Tajemnicą sukcesu "Southern Hospitality" jest wykorzystanie rodzinnych przepisów mistrza sceny. Bo któż nie chciałby spróbować dania przygotowanego wg wskazówek Timberlake'a?
To nie pierwsza gwiazda show-businessu, która rozkręca gastronomiczny biznes. Arnold Schwarzenegger i Sylvester Stallone, założyli sieć Planet Hollywood, ale interes okazał się niełatwy. Aktorzy już dwukrotnie ogłaszali bankructwo, by uciec przed wierzycielami. Carlos Santana jest właścicielem serwującej meksykańską kuchnię restauracji "Maria Maria". Szczęścia w branży gastronomicznej próbuje także Larry Flint z jego "Hustler Bar & Grill".

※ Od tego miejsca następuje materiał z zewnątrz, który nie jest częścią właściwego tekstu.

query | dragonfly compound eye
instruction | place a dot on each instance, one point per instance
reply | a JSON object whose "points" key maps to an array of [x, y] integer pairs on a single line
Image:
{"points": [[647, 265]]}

Także polskie gwiazdy okazują zainteresowanie branżą gastronomiczną. Własne kluby i restauracje mają Michał Milowicz, Katarzyna Figura, Stachursky. Wyjątkowo aktywny na tym polu jest Marek Kondrat - poza tym, że wraz z Bogusławem Lindą i Zbigniewem Zamachowskim posiada sieć restauracji "Prohibicja", otworzył również własny sklep z winami "Winarium".
Wygląda na to, że Justin Timberlake na dobre dołączył do tego grona, skoro otwiera już drugi z kolei punkt. Czy i na tym polu gwiazdor skazany jest na sukces?